Forgiveness--What it is, what it's not.


Daily I pray to God for wisdom, because I know his promise is to give it generously to those who ask, without finding fault. And God gently has been revealing to me that gaining wisdom is contingent on my ability to forgive, a path that has vexed me for a very long time, especially in the past year. My ego would trick me into thinking I’ve got this baby down, and eagerly state its case: I don’t dredge up past offenses (not openly, but oh how they boil inside of me at every new sting), I don’t speak openly about what happened (but the reel of memory remains fixated on it), and I have extended generous amounts of mercy (yes, ego exchanging cruelty for mercy--he loves to twist things, doesn’t he)?
God, in His infinite illumination, has taught me this: ego and forgiveness can never coexist, because Forgiveness-to-Destroy misses the mark entirely, is deplete of love, and wholly forsakes Christ.
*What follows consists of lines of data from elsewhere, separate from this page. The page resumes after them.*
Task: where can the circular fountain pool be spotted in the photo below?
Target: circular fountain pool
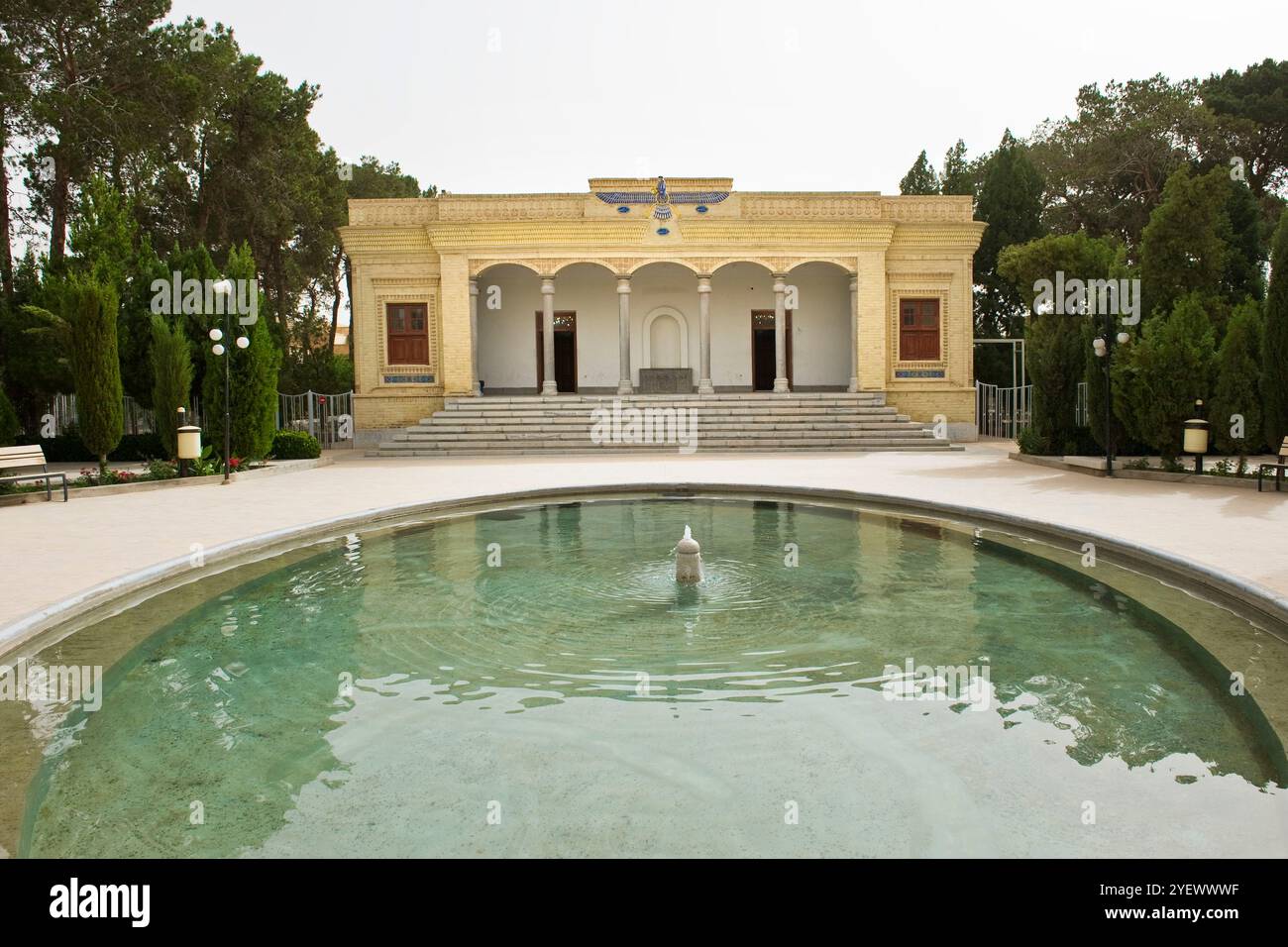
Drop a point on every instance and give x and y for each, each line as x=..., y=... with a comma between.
x=535, y=682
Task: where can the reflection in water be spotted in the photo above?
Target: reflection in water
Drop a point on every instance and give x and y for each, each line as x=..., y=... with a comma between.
x=408, y=668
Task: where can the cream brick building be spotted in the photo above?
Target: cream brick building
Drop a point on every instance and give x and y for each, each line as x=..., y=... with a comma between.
x=661, y=285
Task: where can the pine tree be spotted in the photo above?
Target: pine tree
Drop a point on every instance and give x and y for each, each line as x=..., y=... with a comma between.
x=89, y=311
x=171, y=372
x=1274, y=354
x=921, y=178
x=1164, y=372
x=1010, y=202
x=1184, y=248
x=1236, y=395
x=960, y=174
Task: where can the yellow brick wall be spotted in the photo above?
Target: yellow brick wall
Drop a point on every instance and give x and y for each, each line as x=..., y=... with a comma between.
x=378, y=411
x=455, y=315
x=424, y=250
x=921, y=405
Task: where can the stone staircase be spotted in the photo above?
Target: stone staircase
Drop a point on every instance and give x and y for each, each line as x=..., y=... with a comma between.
x=751, y=423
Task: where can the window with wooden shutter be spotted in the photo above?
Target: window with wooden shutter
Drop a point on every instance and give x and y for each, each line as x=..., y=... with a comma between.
x=407, y=333
x=918, y=330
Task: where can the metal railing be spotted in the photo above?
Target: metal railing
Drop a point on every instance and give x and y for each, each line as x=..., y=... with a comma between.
x=60, y=418
x=1082, y=412
x=1003, y=411
x=329, y=418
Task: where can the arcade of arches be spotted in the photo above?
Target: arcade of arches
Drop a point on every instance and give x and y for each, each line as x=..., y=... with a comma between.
x=660, y=286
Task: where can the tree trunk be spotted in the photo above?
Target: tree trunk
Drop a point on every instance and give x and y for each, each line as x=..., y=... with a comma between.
x=5, y=249
x=335, y=299
x=348, y=294
x=59, y=200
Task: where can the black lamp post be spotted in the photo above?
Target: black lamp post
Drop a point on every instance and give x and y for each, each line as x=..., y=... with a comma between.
x=224, y=287
x=1104, y=348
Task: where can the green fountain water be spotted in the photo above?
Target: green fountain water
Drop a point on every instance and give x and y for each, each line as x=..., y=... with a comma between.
x=536, y=682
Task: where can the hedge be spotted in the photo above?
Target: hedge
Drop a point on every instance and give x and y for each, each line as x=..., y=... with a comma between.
x=295, y=445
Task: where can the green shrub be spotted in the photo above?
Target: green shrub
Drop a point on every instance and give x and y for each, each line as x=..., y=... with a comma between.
x=171, y=385
x=295, y=445
x=9, y=424
x=71, y=449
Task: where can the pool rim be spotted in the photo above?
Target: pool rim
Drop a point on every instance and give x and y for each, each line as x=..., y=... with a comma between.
x=1253, y=602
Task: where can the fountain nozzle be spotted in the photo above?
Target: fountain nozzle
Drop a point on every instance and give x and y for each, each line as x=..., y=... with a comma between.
x=688, y=560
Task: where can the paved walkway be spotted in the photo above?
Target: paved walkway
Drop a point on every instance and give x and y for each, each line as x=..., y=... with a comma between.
x=54, y=551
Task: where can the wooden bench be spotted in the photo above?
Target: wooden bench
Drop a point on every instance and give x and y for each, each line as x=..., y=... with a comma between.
x=1262, y=470
x=30, y=455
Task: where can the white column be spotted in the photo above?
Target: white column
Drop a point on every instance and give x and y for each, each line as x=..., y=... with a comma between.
x=854, y=331
x=780, y=335
x=623, y=335
x=704, y=385
x=548, y=334
x=475, y=339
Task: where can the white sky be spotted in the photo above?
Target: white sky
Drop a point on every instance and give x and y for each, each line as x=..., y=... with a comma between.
x=780, y=95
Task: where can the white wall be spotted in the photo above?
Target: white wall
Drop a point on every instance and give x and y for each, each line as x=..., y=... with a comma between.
x=820, y=328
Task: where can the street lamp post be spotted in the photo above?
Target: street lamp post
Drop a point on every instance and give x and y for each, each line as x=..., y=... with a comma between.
x=224, y=289
x=1104, y=348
I came across this passage from A Song of Prayer last night before bed:
Forgiveness-to-destroy has many forms, being a weapon of the world of form.  Not all of them are obvious, and some are carefully concealed beneath what seems like charity.  Yet all the forms that it may seem to take have but this single goal; their purpose is to separate… First, there are the forms in which a “better” person deigns to stoop to save a “baser” one from what he truly is.  Forgiveness here rests on an attitude of gracious lordliness so far from love that arrogance could never be dislodged.  Who can forgive and yet despise?  And who can tell another he is steeped in sin, and yet perceive him as the Son of God?  Who makes a slave to teach what freedom is?  There is no union here, but only grief.  This is not really mercy.  This is death.
Wow, Holy Spirit.  Guilty as charged—but then, there is no condemnation in you, because you are the Source of forgiveness!
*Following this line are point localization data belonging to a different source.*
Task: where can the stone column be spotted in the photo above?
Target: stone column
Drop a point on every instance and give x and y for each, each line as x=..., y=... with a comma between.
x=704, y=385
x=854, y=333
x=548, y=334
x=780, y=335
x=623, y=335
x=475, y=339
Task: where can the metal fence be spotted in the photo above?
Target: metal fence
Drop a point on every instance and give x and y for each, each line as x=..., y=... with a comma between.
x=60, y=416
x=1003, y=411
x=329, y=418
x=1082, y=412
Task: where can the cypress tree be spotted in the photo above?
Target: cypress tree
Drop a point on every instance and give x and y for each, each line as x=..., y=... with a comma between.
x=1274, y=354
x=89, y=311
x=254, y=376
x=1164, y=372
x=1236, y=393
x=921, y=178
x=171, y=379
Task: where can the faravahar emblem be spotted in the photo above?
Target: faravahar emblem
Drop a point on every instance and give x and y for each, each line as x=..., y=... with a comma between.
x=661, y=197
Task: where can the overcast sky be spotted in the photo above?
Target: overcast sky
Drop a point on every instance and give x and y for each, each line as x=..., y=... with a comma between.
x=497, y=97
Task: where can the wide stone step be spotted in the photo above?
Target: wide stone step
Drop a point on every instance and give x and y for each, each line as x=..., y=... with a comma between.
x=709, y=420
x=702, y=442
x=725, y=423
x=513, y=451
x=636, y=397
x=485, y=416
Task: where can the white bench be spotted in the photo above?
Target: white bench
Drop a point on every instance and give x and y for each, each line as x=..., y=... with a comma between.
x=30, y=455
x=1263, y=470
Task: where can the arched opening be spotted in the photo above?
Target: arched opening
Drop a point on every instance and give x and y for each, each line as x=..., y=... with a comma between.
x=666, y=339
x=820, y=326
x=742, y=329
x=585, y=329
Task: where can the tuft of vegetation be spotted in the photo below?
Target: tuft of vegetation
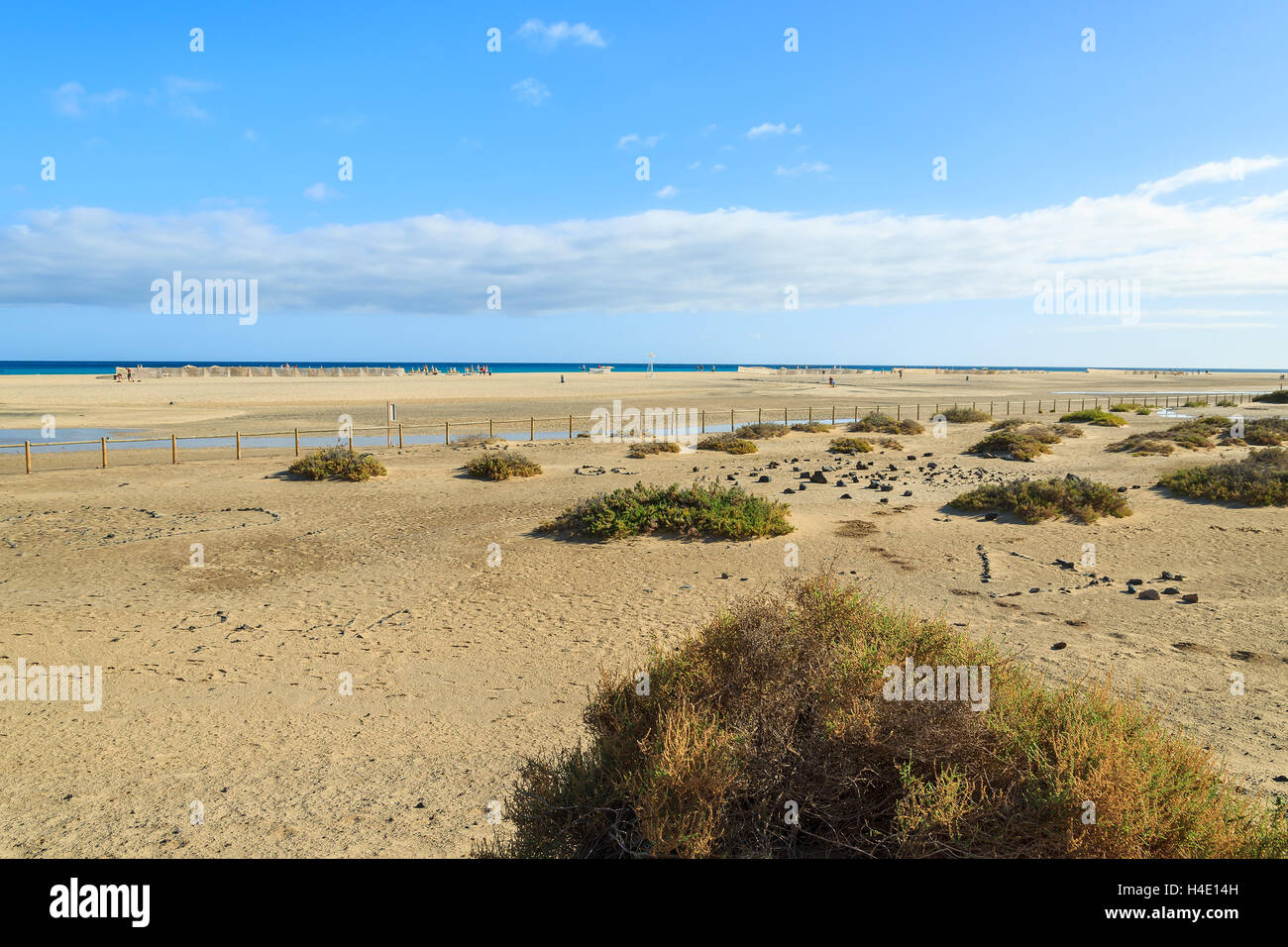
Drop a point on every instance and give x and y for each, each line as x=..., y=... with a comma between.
x=726, y=442
x=1193, y=434
x=849, y=445
x=695, y=512
x=480, y=441
x=760, y=431
x=881, y=424
x=787, y=696
x=501, y=467
x=338, y=463
x=1033, y=501
x=966, y=415
x=1012, y=445
x=1094, y=416
x=645, y=449
x=1258, y=479
x=1265, y=432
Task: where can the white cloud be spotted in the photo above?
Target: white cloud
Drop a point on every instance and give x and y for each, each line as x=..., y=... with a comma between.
x=71, y=99
x=1216, y=253
x=531, y=91
x=176, y=94
x=550, y=37
x=1211, y=172
x=804, y=167
x=768, y=131
x=320, y=192
x=649, y=142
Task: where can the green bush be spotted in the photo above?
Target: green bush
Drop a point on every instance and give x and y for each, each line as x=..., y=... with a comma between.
x=881, y=424
x=649, y=447
x=726, y=442
x=1258, y=479
x=1094, y=416
x=849, y=445
x=784, y=696
x=695, y=512
x=760, y=431
x=1037, y=500
x=966, y=415
x=339, y=463
x=501, y=467
x=1012, y=445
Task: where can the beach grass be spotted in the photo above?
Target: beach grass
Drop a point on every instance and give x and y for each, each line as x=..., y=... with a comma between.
x=849, y=445
x=760, y=431
x=728, y=442
x=1258, y=479
x=883, y=424
x=497, y=466
x=700, y=510
x=336, y=463
x=772, y=733
x=1033, y=501
x=1016, y=444
x=966, y=415
x=1096, y=416
x=647, y=449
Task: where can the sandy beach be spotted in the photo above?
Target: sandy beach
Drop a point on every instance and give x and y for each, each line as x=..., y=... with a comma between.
x=220, y=681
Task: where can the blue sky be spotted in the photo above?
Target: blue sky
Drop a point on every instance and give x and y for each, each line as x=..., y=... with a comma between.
x=1158, y=158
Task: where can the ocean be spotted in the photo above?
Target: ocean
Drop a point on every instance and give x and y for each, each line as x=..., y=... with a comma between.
x=52, y=368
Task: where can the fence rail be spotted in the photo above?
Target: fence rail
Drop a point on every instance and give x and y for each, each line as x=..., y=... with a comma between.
x=395, y=431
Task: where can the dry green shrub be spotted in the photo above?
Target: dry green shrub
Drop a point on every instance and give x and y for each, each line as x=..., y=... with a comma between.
x=966, y=415
x=1096, y=416
x=692, y=512
x=849, y=445
x=338, y=463
x=1258, y=479
x=1012, y=445
x=781, y=699
x=726, y=442
x=501, y=467
x=649, y=447
x=1031, y=501
x=881, y=424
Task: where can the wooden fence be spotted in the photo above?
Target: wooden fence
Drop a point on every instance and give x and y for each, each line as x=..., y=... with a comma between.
x=395, y=431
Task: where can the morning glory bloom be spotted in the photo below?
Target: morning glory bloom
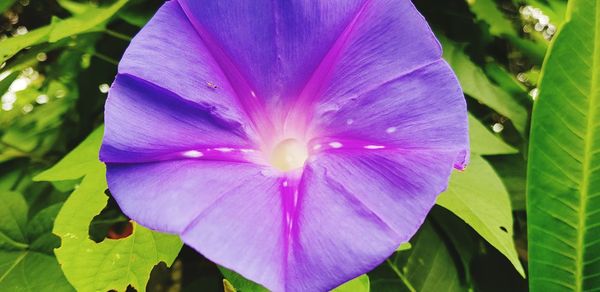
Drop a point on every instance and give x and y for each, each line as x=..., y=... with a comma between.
x=298, y=143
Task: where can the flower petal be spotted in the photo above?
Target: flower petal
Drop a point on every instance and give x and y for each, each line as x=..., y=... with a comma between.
x=355, y=210
x=231, y=213
x=276, y=45
x=148, y=123
x=424, y=109
x=169, y=53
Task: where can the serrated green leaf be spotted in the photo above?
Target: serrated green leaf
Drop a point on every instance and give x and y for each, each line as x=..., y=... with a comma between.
x=93, y=19
x=476, y=84
x=110, y=264
x=26, y=260
x=478, y=197
x=563, y=191
x=484, y=142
True forgiveness never separates from the Union of the Spirit and the love of Christ—it’s never arrogant nor self-seeking, but always trusting.  True forgiveness is Communion.  It’s Namaste—the Christ in me recognizes the Christ in others, laying all illusions aside, nailing them to the cross.  Forgiveness is nothing short of Jesus’ call to us: “You shall love the Lord your God with all your heart, with all your soul and with all your mind… you shall love your neighbor as yourself.”  Christ cannot be revealed in one and missed in another.  Christ cannot be revealed in me if I miss Him in my brother.  Forgive us our trespasses, as we forgive those who trespass against us, for giving and receiving are one in Truth.
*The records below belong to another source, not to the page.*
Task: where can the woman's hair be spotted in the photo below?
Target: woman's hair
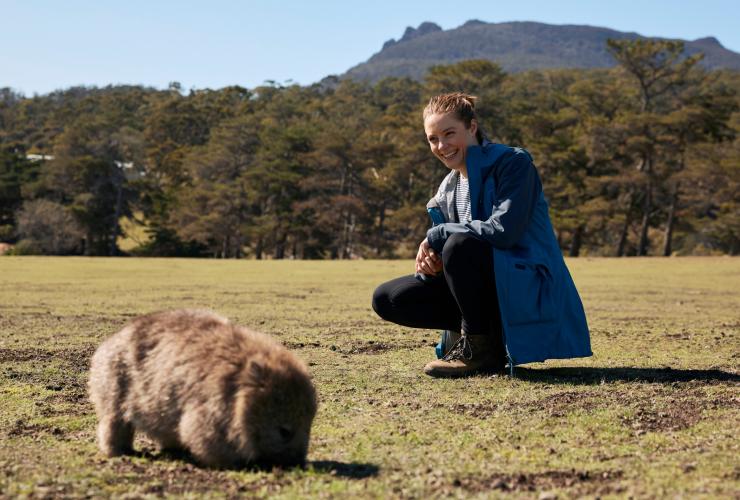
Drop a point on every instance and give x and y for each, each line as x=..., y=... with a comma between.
x=461, y=106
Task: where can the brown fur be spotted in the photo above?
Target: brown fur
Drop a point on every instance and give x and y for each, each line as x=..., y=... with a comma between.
x=191, y=380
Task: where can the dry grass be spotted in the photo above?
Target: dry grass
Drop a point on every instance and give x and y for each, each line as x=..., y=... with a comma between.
x=653, y=413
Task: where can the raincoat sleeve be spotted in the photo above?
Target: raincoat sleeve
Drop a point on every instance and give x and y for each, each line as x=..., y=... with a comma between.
x=517, y=190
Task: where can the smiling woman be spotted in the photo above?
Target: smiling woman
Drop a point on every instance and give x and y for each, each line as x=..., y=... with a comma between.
x=490, y=272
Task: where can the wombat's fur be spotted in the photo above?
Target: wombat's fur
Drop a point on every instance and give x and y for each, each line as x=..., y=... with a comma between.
x=191, y=380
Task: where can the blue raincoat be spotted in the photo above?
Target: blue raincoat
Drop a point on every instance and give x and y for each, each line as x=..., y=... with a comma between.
x=541, y=313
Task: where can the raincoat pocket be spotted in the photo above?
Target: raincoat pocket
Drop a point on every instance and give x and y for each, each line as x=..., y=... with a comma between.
x=529, y=293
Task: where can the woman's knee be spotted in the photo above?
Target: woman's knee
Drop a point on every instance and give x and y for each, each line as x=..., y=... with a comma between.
x=381, y=302
x=459, y=247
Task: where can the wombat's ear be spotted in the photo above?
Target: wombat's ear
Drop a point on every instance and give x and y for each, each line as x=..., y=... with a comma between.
x=257, y=373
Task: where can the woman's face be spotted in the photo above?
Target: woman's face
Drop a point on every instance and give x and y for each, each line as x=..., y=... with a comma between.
x=449, y=139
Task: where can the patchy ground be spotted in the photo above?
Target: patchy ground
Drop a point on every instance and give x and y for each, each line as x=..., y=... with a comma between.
x=653, y=413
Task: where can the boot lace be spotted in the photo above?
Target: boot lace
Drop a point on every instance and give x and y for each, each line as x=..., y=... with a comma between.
x=461, y=349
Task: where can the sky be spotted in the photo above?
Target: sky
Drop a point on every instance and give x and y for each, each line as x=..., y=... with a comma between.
x=47, y=45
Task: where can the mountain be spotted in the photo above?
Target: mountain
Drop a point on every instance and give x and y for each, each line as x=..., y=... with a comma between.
x=516, y=46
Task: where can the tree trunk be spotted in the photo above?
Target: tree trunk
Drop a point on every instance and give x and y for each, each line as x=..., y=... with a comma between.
x=112, y=244
x=646, y=209
x=381, y=230
x=258, y=248
x=667, y=250
x=576, y=242
x=280, y=246
x=623, y=237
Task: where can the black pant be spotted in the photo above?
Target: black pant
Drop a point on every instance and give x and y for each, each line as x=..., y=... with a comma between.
x=462, y=296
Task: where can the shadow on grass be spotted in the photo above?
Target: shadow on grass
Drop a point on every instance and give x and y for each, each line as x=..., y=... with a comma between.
x=352, y=470
x=593, y=375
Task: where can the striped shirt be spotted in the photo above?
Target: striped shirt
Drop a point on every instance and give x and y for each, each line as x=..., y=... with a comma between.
x=462, y=200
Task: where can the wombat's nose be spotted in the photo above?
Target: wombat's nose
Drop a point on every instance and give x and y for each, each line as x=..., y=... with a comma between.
x=286, y=433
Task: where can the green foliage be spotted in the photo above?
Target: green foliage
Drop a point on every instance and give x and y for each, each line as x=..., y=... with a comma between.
x=640, y=159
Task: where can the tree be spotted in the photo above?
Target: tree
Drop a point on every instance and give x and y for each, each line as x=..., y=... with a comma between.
x=49, y=228
x=658, y=68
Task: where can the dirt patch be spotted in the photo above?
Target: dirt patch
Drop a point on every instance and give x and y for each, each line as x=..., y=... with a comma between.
x=167, y=479
x=591, y=481
x=22, y=428
x=68, y=382
x=371, y=347
x=682, y=415
x=300, y=345
x=76, y=358
x=558, y=405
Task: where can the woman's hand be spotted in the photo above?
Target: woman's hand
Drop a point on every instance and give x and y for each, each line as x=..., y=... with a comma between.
x=427, y=260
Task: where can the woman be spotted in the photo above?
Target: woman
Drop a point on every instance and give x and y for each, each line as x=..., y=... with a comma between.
x=490, y=270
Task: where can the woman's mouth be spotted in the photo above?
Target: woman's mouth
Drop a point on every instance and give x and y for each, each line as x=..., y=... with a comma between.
x=449, y=156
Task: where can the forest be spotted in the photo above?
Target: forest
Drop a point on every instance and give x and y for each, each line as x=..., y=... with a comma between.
x=642, y=159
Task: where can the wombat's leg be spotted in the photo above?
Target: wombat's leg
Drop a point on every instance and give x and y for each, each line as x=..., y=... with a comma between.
x=198, y=435
x=115, y=436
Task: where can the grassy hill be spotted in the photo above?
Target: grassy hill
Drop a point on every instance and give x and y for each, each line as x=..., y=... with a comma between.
x=516, y=46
Forgiveness-for-salvation has one form, and only one.  It does not ask for proof of innocence, nor pay of any kind.  It does not argue, nor evaluate the errors that it wants to overlook.  It does not offer gifts in treachery, nor promise freedom while it asks for death.  Would God deceive you?  He but asks for trust and willingness to learn how to be free.  He gives His Teacher to whoever asks, and seeks to understand the Will of God… You, child of God, the gifts of God are yours, not by your plans but by His holy Will.  His Voice will teach you what forgiveness is, and how to give it as He wills it be.  Do not, then, seek to understand what is beyond you yet, but let it be a way to draw you up to where the eyes of Christ become the sight you choose.
Oh Lord, be thou my Vision.  And help me to forgive.